I have used the idea of COM subclassing many times already. Essentially one wraps a COM object and redirects all unhandled interface calls to the "base" object, in this case the one created by CIDLData_CreateFromIDArray. I only had to intercept GetData to supply the file contents, and redirect all other requests to the shell object. What a great idea, turn the inner object inside out like that... only why didn't bleeping work? It would only allow creating shortcuts (links) with drag-drop, but no proper content extraction. WTF? After about an hour of head scratching it dawned on me that the shell object's EnumFormatEtc didn't know about the extra formats (always obvious in hindsight :). That was then easily sorted out overriding EnumFormatEtc to supply a wholesome IEnumFORMATETC (gratis SHCreateStdEnumFmtEtc) that mentioned CFSTR_FILEDESCRIPTOR and CFSTR_FILECONTENTS support — and order was restored.

Originally I didn't plan to offer a context menu in XP 7zip-folders. Useful but not essential: you can see file details from columns and use the main menu or <Ctrl+C> to copy out. But apparently opening items from virtual folders relies on IContextMenu (the default verb is used), so I had a go replacing SHCreateDefaultContextMenu with CDefFolderMenu_Create2. I won't go into details because it proved a waste of time. Now there is a context menu but the most basic "open" command does nothing. This is windows XP after all and registy shell verbs expect filesystem paths, not streams. Not the end of the world really, and as the time allowance on the project was seriously inflated (reached 2 days instead of the 2 hours planned), I conceded defeat.

Download the XP-compatible compressed archive shell extension


This NSE will let you browse in 7Z, RAR, ARJ, GZ, GZIP, LZH, LHA, LZMA, TAR, ZIPX, JAR archives and ISO, IMG, DMG images on windows XP or later. You get nice functionality that you won't see in your standalone archive program like rich preview straight from within the archive (no extraction required), and you can also search inside these archives.
Click to download 7z NSE (1.5MB, build 1.400)

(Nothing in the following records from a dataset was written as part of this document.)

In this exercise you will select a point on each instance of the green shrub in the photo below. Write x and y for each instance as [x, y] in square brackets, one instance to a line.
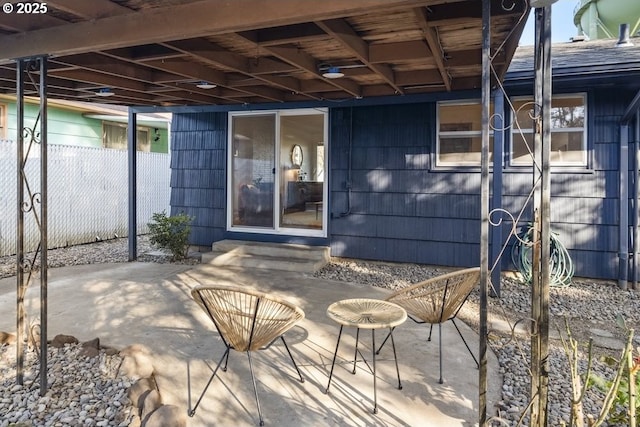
[171, 232]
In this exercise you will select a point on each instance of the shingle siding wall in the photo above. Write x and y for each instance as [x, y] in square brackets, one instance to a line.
[399, 209]
[198, 174]
[585, 205]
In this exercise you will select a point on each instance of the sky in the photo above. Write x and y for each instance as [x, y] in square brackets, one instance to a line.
[562, 27]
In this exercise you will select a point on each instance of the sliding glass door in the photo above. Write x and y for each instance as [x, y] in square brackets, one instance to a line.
[277, 159]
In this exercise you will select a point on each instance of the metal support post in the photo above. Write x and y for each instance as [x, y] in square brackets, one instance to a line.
[484, 210]
[35, 203]
[132, 142]
[541, 218]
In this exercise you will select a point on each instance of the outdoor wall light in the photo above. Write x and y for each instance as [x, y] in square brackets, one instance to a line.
[333, 73]
[105, 91]
[205, 85]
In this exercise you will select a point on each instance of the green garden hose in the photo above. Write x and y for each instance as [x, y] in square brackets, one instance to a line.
[562, 267]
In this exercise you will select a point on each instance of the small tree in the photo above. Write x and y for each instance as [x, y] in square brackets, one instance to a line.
[171, 232]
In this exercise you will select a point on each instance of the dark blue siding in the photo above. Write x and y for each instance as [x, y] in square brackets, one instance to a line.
[399, 209]
[584, 204]
[198, 176]
[387, 202]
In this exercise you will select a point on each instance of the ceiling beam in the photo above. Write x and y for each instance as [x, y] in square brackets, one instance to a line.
[106, 65]
[23, 23]
[296, 57]
[195, 72]
[210, 53]
[342, 31]
[431, 38]
[94, 9]
[167, 23]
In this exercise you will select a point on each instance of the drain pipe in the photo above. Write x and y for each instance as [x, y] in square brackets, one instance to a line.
[348, 183]
[623, 223]
[623, 251]
[636, 198]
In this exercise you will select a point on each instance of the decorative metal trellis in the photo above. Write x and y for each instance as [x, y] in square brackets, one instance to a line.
[31, 200]
[539, 195]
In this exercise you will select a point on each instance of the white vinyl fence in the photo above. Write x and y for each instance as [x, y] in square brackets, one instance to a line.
[88, 194]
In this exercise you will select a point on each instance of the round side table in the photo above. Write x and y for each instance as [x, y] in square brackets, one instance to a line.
[365, 313]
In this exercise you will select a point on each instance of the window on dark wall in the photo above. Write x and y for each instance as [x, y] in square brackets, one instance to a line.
[459, 141]
[568, 131]
[114, 135]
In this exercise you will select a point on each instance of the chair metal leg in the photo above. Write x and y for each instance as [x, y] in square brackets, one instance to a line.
[255, 388]
[383, 343]
[355, 356]
[226, 362]
[375, 377]
[465, 343]
[395, 357]
[441, 381]
[291, 356]
[225, 355]
[334, 360]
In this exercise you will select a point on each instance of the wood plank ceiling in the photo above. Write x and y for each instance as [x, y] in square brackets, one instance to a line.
[154, 52]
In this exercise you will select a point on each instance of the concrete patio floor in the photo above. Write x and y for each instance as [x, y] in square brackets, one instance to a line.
[150, 304]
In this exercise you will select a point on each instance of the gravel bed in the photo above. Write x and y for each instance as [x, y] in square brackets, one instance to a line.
[587, 305]
[83, 391]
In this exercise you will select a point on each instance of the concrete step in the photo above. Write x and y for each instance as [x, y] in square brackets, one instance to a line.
[272, 256]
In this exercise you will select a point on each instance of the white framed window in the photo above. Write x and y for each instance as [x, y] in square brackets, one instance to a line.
[114, 135]
[568, 131]
[459, 133]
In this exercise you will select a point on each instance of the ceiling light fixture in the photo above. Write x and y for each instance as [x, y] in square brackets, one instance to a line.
[205, 85]
[105, 91]
[333, 73]
[541, 3]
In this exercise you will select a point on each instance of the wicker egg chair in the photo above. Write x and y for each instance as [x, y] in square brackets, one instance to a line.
[437, 300]
[246, 321]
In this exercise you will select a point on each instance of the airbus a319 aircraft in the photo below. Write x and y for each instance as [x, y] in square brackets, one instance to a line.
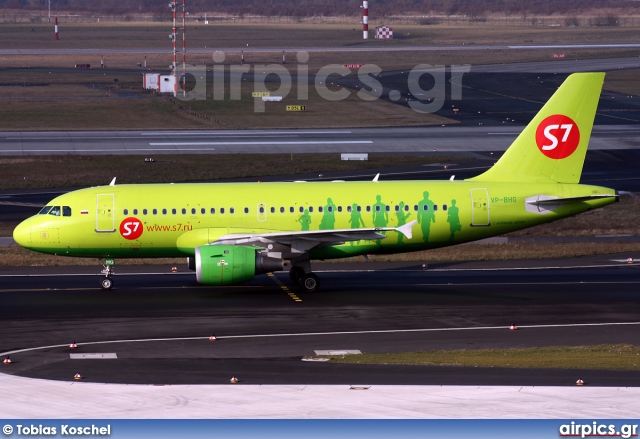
[231, 232]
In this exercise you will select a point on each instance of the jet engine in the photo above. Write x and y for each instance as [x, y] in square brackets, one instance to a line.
[232, 264]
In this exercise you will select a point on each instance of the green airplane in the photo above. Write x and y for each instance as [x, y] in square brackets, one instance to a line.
[231, 232]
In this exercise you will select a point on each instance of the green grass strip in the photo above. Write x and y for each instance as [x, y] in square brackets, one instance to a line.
[602, 357]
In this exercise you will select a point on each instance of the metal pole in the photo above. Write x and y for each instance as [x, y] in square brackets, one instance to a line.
[365, 19]
[174, 37]
[184, 52]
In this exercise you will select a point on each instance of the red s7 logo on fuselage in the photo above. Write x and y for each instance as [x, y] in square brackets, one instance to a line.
[131, 228]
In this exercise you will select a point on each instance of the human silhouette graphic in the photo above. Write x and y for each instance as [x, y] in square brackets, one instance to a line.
[356, 219]
[380, 215]
[402, 220]
[426, 216]
[328, 220]
[305, 220]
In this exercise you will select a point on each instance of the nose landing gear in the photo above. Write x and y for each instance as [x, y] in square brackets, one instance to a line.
[107, 282]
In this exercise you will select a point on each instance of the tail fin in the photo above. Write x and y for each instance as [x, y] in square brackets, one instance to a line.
[553, 146]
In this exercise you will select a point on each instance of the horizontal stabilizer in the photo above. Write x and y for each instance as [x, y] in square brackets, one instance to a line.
[546, 203]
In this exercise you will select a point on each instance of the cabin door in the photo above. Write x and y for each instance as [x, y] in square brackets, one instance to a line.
[480, 207]
[105, 213]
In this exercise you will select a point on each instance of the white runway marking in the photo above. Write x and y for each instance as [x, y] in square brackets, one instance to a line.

If you don't have WDS installed on XP you need to get it from here 32 bit or 64 bit

For vista and later you get full functionality. For windows XP (SP2 or SP3) there are a few limitations:

If you don't have WDS installed the NSE won't work for XP. That's bad news for resource consumption conscious XP users. However you only need to install it and leave it disabled. It needn't be running, you can stop the Windows Search service and leave it dormant. On the plus side, if you own xplorer² ultimate edition, installing WDS will give you great search performance.